Anywho, back to brekkie.  A couple of days later Nina asked me to make her an egg boat, which I think turned out pretty good for my first try ever.

But even better was that while I was at the stove, Nina decided to bogart my toast, slather it with sun butter and preserves, and keep it all to herself.  She ate every last bite, even the dreaded crust.

So, the brekkie tally.  SOLE foods:  homemade bread with local flour, an egg from one of our girls, local fruit preserves from the farmers’ market.  Not so SOLE:  salt, pepper, sun butter, and the glass of oj that Nina had to wash it all down with.  All in all, I think it fairly represents most of our at home meals, especially the unplanned ones.  Bon Appetit!

Red lentil & butternut squash burgers…roasted brussels sprouts that had just been picked…caramelized sweet corn with mint…and of course, fresh bread.  These things brought me back from the brink.  I finally made a SOLE meal this past Sunday, and boy was it good.

Here’s what happened when Nina offered to help prepare the brussels sprouts:

I guess their not one of her favorite foods yet

Clearly she wasn’t impressed with what I had planned for dinner, but I forged ahead nontheless.

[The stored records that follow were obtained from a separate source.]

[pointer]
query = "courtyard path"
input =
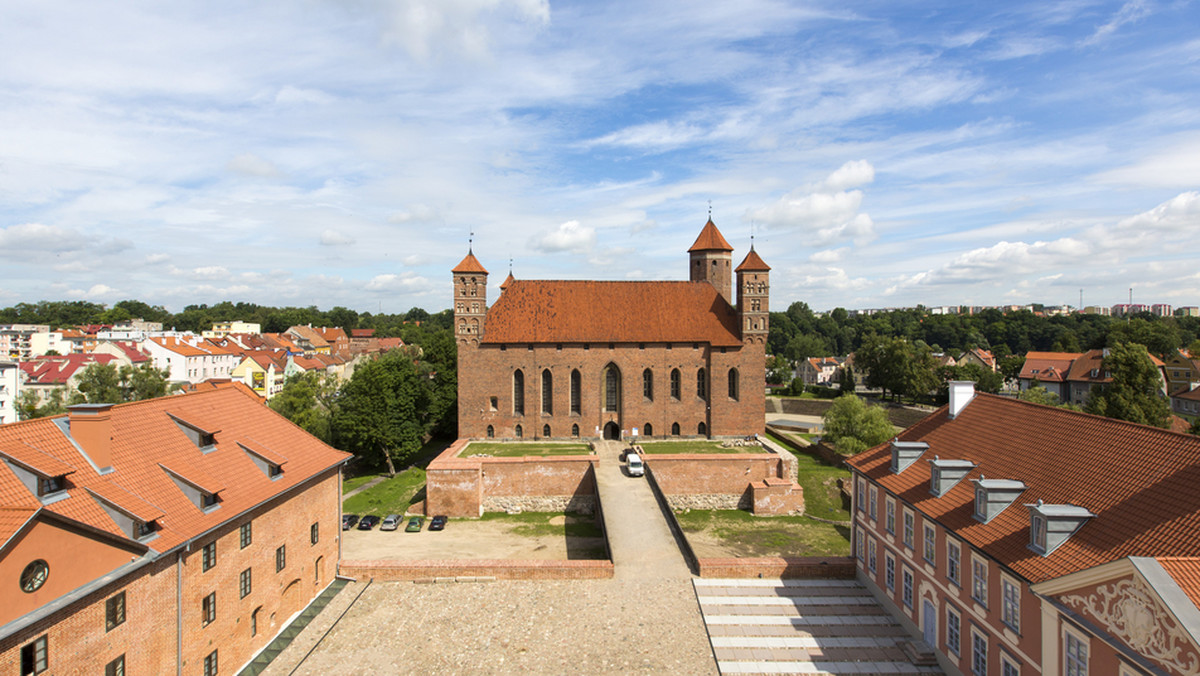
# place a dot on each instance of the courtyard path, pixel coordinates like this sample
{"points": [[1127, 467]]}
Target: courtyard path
{"points": [[642, 544]]}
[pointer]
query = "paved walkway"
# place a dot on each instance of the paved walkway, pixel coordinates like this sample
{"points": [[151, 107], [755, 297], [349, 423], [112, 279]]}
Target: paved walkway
{"points": [[642, 544], [801, 627]]}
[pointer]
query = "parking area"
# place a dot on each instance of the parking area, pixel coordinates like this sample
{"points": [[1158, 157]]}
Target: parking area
{"points": [[469, 538]]}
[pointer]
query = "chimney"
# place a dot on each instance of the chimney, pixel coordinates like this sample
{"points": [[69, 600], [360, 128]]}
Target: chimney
{"points": [[90, 426], [961, 393]]}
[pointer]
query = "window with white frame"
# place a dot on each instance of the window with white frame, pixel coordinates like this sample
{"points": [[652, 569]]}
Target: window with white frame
{"points": [[1074, 653], [1011, 610], [979, 581], [978, 654], [930, 551], [953, 630]]}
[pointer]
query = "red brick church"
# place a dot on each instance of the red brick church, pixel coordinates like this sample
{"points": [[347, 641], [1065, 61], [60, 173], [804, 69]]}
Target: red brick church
{"points": [[571, 359]]}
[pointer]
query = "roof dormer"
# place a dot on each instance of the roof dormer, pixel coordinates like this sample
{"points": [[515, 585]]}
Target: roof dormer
{"points": [[905, 454], [945, 474], [1050, 525], [994, 495]]}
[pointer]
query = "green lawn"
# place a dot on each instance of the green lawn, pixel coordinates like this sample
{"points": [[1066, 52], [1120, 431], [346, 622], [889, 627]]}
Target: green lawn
{"points": [[390, 496], [822, 497], [747, 534], [658, 448], [538, 524], [519, 449]]}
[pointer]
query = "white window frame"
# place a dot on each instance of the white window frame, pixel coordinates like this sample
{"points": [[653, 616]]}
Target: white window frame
{"points": [[1085, 641], [975, 652], [955, 647], [1011, 608], [929, 534], [954, 563], [979, 592]]}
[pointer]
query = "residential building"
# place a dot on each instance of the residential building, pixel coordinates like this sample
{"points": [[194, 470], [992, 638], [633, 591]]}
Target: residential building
{"points": [[166, 536], [1182, 371], [1017, 538], [16, 340], [563, 359], [10, 387], [820, 370]]}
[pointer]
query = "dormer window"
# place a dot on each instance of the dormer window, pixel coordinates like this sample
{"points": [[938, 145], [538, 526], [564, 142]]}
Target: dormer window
{"points": [[994, 495], [1051, 525]]}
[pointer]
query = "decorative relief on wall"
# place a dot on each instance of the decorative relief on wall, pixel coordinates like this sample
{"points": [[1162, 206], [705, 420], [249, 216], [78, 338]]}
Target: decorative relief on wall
{"points": [[1132, 612]]}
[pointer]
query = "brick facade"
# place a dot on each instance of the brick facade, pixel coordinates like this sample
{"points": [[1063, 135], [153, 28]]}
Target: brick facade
{"points": [[525, 388]]}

I didn’t realize until halfway through meal prep that I didn’t have enough room in the oven for my little green brassicas, as I was already roasting the squash and baking a loaf of bread.  Then it dawned on me that we have a toaster oven.  The toaster oven that I tried so hard to convince my husband we didn’t need, would never use, blah blah blah.  Because only college students use them, right?  Right?

I managed to get these prepared before Nina could shred them to pieces, like their poor companions scattered all over the kitchen floor

Out of any other options, I decided to pop them in and see what happened.  I’m so glad I was wrong.

In less than half the time needed in my convection oven, they were roasted to perfection.  (I’m still kicking myself for not taking a picture, because damn were they good)

Once the burgers were baking and the bread was cooling, it was time to make the corn.  The last bag of frozen sweet corn from this summer, mint from our back door garden, and just enough California olive oil to roast the heck out of these kernels.

caramelized and tossed with minced fresh mint

a whole wheat boule to round out the meal

All the main ingredients were SOLE – butternut  squash, red lentils, tomato chutney, sweet corn, mint, bread flour, brussels sprouts.  I’m so glad I had the energy to cook something!  As long as I remember to collect photographic evidence, I think I’m back on track for the rest of the Challenge.

I didn’t fail at using SOLE ingredients, because that’s about all we have on hand.  However, since I’ve been feeling uder the weather since the second week of November and it hasn’t gotten any better, cooking a meal for my family has quickly devolved into 1) picking up take-out SOLE meals at the co-op, 2) throwing a bunch of stuff into a pot and calling it either a sauce or a soup, depending on texture and taste, or 3) letting my husband do all of the work (and then not having the courtesy to pay attention).  If I’d had the foresight to record any instances of numbers 1 or 3, they might have counted for the Challenge.  But I didn’t, so that’s a big fat fail! in my book.

The only good thing to come out of this is that I think I finally get how it feels for someone who doesn’t enjoy cooking, when they are faced with the prospect of preparing a meal for someone else.  And it sucks.